What is Spam? What is Spam Email?

Spam refers to any type of unwanted bulk communication. It is sent via email, text messages, social media, or phone calls. It is unclear exactly where the term “spam” came from, but one theory says it is derived from a Monty Python skit where people were told to eat the canned meat Spam, regardless of whether they wanted to or not. Similarly, many inboxes get “force-fed” spam emails on a constant basis.

Spam Filter Work

Spam filters all have the same basic objective: to keep unwanted emails out of users’ inboxes. However, there are several different types of spam filters, and they each use different filtering methods to hone in on spam. Content Filters

Content filters analyze the text inside an email and use that information to decide whether or not to mark it as spam. The content of spam emails is often predictable, particularly because they tend to have the same basic objectives: offer deals, promote explicit material, or otherwise tap into human emotions, feelings, and desires, such as greed or fear.

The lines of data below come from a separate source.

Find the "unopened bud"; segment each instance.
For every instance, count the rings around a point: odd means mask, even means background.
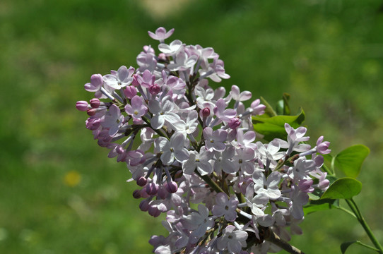
[[[146,193],[149,195],[155,195],[158,190],[158,187],[154,183],[149,183],[146,186]]]
[[[170,193],[175,193],[178,190],[178,186],[176,182],[170,181],[166,184],[166,190]]]
[[[137,89],[133,85],[129,85],[124,90],[124,95],[126,98],[131,99],[131,98],[137,95]]]
[[[136,198],[136,199],[141,198],[141,190],[135,190],[133,192],[133,198]]]
[[[240,120],[240,119],[235,117],[229,121],[228,125],[230,128],[234,130],[241,125],[241,121]]]
[[[149,210],[149,202],[148,200],[142,200],[139,207],[141,211],[146,212]]]
[[[98,98],[93,98],[90,99],[90,107],[93,109],[97,109],[98,107],[99,107],[100,104],[101,102]]]
[[[210,109],[209,108],[204,108],[204,109],[202,109],[202,116],[204,117],[208,117],[208,116],[210,116]]]
[[[139,179],[139,180],[137,180],[137,185],[139,186],[143,187],[146,185],[147,182],[148,181],[146,180],[146,179],[143,176],[141,176]]]
[[[179,170],[175,174],[175,179],[180,179],[183,175],[184,172],[182,170]]]
[[[78,101],[76,102],[76,108],[79,111],[86,111],[88,110],[88,102],[86,101]]]
[[[149,87],[149,92],[152,95],[155,95],[161,91],[161,87],[158,85],[152,85]]]
[[[149,207],[148,212],[153,217],[158,217],[161,214],[161,211],[160,211],[156,207],[153,206]]]
[[[86,114],[90,116],[94,116],[96,114],[96,110],[95,109],[88,109]]]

Content filters may search for words connected to money, such as “discount,” “limited time,” or “offer.” To trigger the filter, there typically would have to be multiple uses of the target word.

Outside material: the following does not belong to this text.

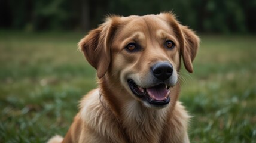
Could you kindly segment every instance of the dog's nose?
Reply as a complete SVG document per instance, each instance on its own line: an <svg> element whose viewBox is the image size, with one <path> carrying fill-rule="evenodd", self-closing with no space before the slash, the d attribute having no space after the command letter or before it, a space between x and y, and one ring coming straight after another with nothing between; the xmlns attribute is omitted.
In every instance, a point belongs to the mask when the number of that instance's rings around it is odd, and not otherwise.
<svg viewBox="0 0 256 143"><path fill-rule="evenodd" d="M160 62L154 64L151 70L156 77L164 81L172 76L173 67L168 62Z"/></svg>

Content filters may also examine an email for inappropriate language of a sexual nature that could indicate explicit content. In some campaigns, an attacker may use sexually explicit emails to lure users into opening the email and then clicking on malicious links.

Blacklist Filters

Blacklist email spam filters work by blocking emails from senders that have been put on a list of spammers. Blacklist filters are updated on a regular basis because spammers can change their email addresses relatively easily. If a spammer switches from one email domain to another, the email may still be able to penetrate the filter until it is updated and the sender’s emails once again get labeled as spam.

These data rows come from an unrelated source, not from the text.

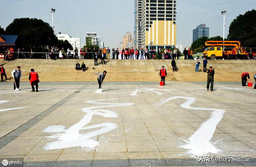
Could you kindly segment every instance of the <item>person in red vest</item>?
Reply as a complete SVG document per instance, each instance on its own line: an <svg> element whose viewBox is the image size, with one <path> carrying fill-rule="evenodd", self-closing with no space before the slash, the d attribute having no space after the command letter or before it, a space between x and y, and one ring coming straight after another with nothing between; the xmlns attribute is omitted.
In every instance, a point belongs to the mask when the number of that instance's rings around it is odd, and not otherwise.
<svg viewBox="0 0 256 167"><path fill-rule="evenodd" d="M35 70L32 69L31 70L31 72L29 74L29 77L28 80L30 82L30 84L32 87L32 90L31 91L35 91L35 87L34 85L36 85L36 91L38 91L38 83L39 82L39 79L38 79L38 74L37 73L35 72Z"/></svg>
<svg viewBox="0 0 256 167"><path fill-rule="evenodd" d="M247 81L247 78L248 80L250 80L250 75L248 72L244 72L242 74L242 85L243 86L246 86L246 82Z"/></svg>
<svg viewBox="0 0 256 167"><path fill-rule="evenodd" d="M164 66L162 66L162 69L160 70L160 75L161 76L161 82L163 81L164 85L165 85L165 77L167 76L167 73Z"/></svg>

A company can also use its own blacklist spam filtering to protect its interests. For example, they can use them to target headhunters seeking to attract their employees to other companies. They could also use a blacklist filter to block emails that could waste employees’ time with sales offers and promotions that could distract them from getting their work done.

Header Filters

Header filters examine the header of an email to see if it may be coming from an illegitimate source. This could include Internet Protocol (IP) addresses that spammers tend to use. It may also include information that indicates the email is just one copy of many emails sent at the same time to pre-organized groups of recipients.

Language Filters

Sometimes spammers target people from other countries, and the email is therefore in a different language than that of the recipient. In most cases, a user will only want to receive emails in languages in which they are fluent. However, if a business connection or customer from another country reaches out, there exists the chance that the language filter could categorize that legitimate email as spam, so users may have to be instructed to check their spam folders when expecting these kinds of messages.

Rule-based Filters

You can use a filter to set up specific rules that can be applied to all emails coming into your system. If the email’s content or origin matches one of the rules, it can be automatically sent to a spam folder. For example, you can set the filter to look for specific words or phrases in the body of an email. If these words are present, the message gets sent to the spam folder.

You can also set the filter so it looks for particular words or phrases in the header. This can be useful for emails associated with memberships that, while still useful, result in unwanted messages from time to time. Rule-based spam filtering is also useful for targeting specific senders. You can set them up to look for information in the domain the email is coming from or the name of the person sending it.

Bayesian Filter

A Bayesian filter can learn your preferences by examining the emails that you send to spam. It observes the content of the emails you mark as spam and then sets up rules accordingly. These rules are then applied to future emails trying to get into your inbox. For example, if you constantly mark all emails from a specific sender as spam, a Bayesian filter can recognize this pattern. It will then look for emails from that sender and move them to your spam folder automatically.